Grâce à une nouvelle méthode conçue pour mesurer les propriétés de l’eau à haute pression, les chercheurs du Nevada Extreme Conditions Lab de l’UNLV, ont observé une nouvelle transition de glace d’eau, située entre les phases de glace VII et de glace X déjà bien connues. Pour obtenir cette forme inédite, l’équipe, dirigée par Zachary Grande, a placé un échantillon d’eau dans une cellule à enclumes de diamant — un dispositif qui permet de soumettre un matériau à des pressions et températures extrêmes, l’échantillon pouvant être chauffé par un laser infrarouge jusqu’à 4000 K.

L’échantillon a été compressé entre les deux diamants, jusqu’à ce qu’il se congèle en plusieurs cristaux de glace mélangés. Ils ont ensuite fait fondre temporairement cette glace par laser ; elle s’est alors rapidement resolidifiée sous forme de minuscules cristaux, telle une poudre. Ils ont réitéré l’opération en augmentant peu à peu la pression, faisant fondre la glace périodiquement au laser et observant la manière dont elle se recristallisait — les atomes d’oxygène et d’hydrogène adoptant à chaque fois un arrangement différent.

diagramme phases eau
Diagramme de phase semi-logarithmique pression-température de l’eau. Les chiffres romains correspondent aux différentes phases de glace. © Cmglee – CC BY-SA 3.0

C’est ainsi qu’ils ont observé la glace passer d’une phase cubique connue (glace VII), à une structure de symétrie tétragonale jamais vue auparavant, notée glace VIIt, avant de se stabiliser dans une autre phase connue (glace X). La transition vers la glace VIIt a été observée à 5,1 ± 0,5 GPa, rapportent les chercheurs dans Physical Review B.

À savoir que la glace VII a été synthétisée pour la première fois en 1937 ; elle a été observée à l’état naturel en 2017, sous la forme d’inclusions dans des diamants extraits d’une mine du Botswana — ces inclusions se sont formées dans le manteau terrestre, à l’état d’eau liquide, qui s’est cristallisée en remontant vers la surface. Il s’agit d’une phase cubique simple, dans laquelle les positions des atomes d’hydrogène sont désordonnées. La glace X, également observée à haute pression, adopte quant à elle une structure cubique centrée.

Une glace qui pourrait être commune sur certaines exoplanètes

Dans la phase de glace VIIt, le réseau cubique de la glace VII est étiré le long de l’un de ses vecteurs de sorte que la structure s’étende en un arrangement rectangulaire, puis elle finit par se stabiliser dans l’arrangement cubique symétrique et entièrement ordonné de la glace X.
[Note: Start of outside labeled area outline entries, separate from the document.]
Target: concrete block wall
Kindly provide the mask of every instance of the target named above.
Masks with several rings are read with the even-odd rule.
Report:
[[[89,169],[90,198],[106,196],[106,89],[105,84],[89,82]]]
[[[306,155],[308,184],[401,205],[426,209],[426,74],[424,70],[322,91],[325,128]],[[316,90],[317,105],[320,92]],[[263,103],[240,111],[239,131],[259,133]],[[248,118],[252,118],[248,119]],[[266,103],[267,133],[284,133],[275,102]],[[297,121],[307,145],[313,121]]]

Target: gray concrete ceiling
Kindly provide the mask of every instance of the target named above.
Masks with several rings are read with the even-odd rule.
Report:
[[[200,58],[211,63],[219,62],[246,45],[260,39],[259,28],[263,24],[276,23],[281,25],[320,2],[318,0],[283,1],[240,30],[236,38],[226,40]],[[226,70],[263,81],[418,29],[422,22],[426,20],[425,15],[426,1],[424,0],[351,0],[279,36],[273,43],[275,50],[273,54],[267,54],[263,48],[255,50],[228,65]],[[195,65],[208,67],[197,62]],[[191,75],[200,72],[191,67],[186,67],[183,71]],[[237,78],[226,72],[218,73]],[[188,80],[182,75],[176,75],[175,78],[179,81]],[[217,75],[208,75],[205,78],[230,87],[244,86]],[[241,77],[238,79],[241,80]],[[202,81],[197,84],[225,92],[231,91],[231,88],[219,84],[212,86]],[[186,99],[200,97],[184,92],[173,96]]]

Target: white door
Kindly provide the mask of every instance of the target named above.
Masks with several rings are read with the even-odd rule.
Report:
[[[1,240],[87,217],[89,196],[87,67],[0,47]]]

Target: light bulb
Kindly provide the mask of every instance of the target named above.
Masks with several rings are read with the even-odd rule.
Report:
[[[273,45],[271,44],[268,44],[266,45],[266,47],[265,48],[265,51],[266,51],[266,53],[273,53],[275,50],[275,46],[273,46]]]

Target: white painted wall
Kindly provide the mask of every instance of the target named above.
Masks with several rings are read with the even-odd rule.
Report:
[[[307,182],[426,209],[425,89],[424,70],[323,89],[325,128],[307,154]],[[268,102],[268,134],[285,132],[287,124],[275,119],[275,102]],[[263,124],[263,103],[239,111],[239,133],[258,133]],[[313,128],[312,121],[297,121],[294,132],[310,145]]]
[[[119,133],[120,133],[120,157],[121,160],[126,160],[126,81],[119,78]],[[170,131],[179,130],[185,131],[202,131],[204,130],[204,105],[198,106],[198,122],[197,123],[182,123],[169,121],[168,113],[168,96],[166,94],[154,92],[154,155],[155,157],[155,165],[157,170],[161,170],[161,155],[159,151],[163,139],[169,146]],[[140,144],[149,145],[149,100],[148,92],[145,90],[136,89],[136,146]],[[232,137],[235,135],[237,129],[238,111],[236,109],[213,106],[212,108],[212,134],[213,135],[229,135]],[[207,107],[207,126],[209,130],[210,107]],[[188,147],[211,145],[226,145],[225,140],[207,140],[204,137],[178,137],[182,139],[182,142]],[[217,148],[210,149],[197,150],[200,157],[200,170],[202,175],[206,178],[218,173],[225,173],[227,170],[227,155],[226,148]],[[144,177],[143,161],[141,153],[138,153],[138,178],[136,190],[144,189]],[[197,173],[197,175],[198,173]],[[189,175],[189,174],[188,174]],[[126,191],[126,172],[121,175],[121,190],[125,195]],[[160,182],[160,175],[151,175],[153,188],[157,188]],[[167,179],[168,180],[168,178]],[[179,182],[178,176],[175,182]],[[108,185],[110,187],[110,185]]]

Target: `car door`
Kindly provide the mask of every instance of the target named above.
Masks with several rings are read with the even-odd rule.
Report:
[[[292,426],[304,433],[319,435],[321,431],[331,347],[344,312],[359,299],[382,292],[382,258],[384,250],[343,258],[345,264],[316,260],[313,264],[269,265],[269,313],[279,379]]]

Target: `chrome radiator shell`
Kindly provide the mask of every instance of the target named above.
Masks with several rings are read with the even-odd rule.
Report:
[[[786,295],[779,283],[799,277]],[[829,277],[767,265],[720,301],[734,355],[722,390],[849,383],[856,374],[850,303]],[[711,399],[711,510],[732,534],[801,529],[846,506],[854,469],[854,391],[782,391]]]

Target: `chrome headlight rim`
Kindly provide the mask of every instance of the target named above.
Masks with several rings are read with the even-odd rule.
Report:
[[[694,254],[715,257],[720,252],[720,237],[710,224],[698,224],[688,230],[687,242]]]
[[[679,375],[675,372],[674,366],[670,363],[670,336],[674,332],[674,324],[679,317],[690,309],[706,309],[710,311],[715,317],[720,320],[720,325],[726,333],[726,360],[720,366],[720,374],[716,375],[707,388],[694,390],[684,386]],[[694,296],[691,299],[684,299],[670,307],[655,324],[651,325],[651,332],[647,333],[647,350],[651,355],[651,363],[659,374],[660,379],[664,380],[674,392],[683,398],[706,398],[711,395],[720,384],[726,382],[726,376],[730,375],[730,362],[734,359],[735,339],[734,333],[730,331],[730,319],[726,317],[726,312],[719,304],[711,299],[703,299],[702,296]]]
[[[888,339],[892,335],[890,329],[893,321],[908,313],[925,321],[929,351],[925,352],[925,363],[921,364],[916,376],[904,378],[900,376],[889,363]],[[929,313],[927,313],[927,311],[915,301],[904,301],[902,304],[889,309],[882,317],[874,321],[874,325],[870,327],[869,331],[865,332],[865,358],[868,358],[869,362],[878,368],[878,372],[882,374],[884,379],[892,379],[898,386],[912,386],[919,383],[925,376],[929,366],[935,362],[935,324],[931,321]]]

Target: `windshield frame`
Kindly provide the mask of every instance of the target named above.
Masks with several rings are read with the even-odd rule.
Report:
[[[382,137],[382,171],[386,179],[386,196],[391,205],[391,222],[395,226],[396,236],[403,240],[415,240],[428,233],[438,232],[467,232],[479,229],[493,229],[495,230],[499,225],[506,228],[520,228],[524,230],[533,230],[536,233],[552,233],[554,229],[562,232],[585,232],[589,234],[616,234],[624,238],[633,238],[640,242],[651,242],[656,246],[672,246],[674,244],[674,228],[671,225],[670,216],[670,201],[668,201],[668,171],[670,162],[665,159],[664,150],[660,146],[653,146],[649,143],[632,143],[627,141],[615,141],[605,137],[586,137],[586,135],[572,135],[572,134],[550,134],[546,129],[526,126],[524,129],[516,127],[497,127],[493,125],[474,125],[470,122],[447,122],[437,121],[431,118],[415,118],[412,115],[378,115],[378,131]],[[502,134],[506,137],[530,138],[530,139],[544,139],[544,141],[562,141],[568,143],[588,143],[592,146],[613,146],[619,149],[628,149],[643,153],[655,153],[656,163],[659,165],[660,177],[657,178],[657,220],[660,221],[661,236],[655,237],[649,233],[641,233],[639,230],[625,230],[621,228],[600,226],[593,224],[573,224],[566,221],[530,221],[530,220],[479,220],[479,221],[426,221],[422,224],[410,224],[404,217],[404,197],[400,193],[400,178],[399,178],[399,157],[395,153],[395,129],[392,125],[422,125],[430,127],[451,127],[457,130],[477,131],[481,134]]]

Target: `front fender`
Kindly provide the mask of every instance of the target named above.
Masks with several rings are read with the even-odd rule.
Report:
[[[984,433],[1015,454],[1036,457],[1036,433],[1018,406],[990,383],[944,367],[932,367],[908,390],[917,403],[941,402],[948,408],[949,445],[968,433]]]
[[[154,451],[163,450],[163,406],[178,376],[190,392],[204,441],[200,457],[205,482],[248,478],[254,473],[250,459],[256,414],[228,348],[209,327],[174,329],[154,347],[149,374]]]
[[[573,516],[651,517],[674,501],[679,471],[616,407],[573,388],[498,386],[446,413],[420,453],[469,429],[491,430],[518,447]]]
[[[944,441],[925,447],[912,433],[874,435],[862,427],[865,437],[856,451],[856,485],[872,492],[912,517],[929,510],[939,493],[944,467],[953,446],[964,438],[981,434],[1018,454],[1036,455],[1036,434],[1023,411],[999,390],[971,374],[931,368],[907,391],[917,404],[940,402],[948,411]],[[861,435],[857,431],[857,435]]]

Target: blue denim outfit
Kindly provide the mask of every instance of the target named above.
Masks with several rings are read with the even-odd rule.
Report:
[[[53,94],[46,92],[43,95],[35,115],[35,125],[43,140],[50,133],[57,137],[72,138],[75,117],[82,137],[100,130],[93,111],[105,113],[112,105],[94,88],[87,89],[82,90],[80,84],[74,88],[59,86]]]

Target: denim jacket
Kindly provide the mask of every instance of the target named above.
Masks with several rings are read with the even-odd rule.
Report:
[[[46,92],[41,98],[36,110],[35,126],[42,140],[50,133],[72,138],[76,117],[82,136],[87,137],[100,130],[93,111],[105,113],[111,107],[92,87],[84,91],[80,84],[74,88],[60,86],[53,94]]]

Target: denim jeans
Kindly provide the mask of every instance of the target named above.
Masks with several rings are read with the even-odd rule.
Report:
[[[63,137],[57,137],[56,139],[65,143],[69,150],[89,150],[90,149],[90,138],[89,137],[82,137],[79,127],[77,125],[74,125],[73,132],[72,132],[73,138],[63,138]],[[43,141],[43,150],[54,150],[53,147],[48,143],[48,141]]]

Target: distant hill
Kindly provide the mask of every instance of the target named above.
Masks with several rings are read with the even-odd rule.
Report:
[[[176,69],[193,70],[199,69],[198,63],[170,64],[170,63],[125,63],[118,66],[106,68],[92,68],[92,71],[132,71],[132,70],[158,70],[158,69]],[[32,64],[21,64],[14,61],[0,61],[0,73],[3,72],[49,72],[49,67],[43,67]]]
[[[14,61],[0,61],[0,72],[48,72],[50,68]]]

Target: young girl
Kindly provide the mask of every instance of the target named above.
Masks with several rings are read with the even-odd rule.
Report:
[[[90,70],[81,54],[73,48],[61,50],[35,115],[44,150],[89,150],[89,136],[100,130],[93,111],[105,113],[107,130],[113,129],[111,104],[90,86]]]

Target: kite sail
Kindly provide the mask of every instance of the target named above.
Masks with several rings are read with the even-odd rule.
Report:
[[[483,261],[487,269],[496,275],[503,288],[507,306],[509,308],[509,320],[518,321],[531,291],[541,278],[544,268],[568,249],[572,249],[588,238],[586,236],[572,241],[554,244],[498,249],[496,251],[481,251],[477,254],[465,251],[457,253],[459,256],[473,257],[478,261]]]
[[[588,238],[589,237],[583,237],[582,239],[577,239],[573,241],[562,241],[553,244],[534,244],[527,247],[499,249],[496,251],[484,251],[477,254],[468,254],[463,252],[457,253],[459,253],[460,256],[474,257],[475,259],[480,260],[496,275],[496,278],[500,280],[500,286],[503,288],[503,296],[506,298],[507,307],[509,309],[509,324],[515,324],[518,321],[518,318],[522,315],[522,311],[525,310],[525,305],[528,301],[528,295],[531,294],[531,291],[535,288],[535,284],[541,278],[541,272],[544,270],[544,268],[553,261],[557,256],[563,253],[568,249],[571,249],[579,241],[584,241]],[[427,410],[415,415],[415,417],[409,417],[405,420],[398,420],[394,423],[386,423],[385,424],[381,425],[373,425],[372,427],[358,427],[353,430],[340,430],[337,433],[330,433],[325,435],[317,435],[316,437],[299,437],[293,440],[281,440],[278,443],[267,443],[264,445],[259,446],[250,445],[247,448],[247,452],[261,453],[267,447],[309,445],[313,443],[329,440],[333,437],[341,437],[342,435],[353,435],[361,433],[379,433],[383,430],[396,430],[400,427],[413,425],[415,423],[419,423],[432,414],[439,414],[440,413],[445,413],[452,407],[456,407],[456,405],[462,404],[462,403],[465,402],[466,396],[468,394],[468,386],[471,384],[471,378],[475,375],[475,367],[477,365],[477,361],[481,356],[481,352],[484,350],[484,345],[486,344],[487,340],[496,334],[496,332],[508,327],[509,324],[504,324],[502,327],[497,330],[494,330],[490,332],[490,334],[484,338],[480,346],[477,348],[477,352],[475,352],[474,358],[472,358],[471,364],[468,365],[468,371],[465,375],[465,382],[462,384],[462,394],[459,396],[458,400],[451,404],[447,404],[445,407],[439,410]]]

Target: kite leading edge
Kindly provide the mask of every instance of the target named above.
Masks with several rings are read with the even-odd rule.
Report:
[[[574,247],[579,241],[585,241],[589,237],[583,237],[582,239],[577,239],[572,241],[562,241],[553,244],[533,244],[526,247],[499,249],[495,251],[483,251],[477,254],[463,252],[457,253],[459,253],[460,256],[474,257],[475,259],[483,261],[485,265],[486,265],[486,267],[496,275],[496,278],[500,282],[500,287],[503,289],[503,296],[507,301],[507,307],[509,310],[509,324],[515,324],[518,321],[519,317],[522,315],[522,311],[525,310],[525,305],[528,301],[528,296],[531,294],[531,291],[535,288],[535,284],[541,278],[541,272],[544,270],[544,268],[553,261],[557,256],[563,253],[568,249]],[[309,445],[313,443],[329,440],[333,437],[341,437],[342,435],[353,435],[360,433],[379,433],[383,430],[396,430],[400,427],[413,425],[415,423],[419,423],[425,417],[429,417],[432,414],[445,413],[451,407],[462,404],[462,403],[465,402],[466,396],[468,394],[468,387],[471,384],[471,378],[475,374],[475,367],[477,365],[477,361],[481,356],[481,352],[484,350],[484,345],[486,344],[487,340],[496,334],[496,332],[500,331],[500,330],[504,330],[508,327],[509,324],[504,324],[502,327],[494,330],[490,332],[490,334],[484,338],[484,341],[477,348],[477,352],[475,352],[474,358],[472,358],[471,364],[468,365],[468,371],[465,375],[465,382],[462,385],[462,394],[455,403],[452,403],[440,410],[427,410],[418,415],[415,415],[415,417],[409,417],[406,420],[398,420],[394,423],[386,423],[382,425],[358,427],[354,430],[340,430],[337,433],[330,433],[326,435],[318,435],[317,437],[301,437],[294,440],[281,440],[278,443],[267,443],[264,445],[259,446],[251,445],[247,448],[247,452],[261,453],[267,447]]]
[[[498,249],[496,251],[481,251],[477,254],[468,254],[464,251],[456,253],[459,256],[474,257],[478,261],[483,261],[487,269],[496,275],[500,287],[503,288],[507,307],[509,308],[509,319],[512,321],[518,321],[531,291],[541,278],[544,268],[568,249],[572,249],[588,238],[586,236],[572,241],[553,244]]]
Au passage, l’équipe a également découvert que la transition vers la phase X s’est produite à des pressions beaucoup plus faibles (près de trois fois inférieures !) que ce qui était attendu : la transition de symétrisation des liaisons hydrogène s’est produite à une pression de 30,9 ± 3 GPa, précisent-ils.

Or, cette transition particulière est sujette à débat depuis plusieurs décennies parmi les physiciens — de précédents travaux de recherche situaient cette pression de transition entre 40 et 120 GPa. « Les travaux de Zach ont démontré que cette transformation vers un état ionique se produit à des pressions beaucoup, beaucoup plus faibles que ce que l’on pensait auparavant. C’est la pièce manquante, et les mesures les plus précises jamais réalisées sur l’eau dans ces conditions », souligne Ashkan Salamat, physicien de l’UNLV.

Étant donné les conditions nécessaires à sa formation, on ne peut observer la glace VIIt à la surface de la Terre. En revanche, les chercheurs estiment qu’elle pourrait être relativement commune dans le manteau terrestre, ainsi que dans les grandes lunes et les planètes riches en eau en dehors de notre système solaire. Cette découverte remet ainsi en question le potentiel d’habitabilité de certaines exoplanètes.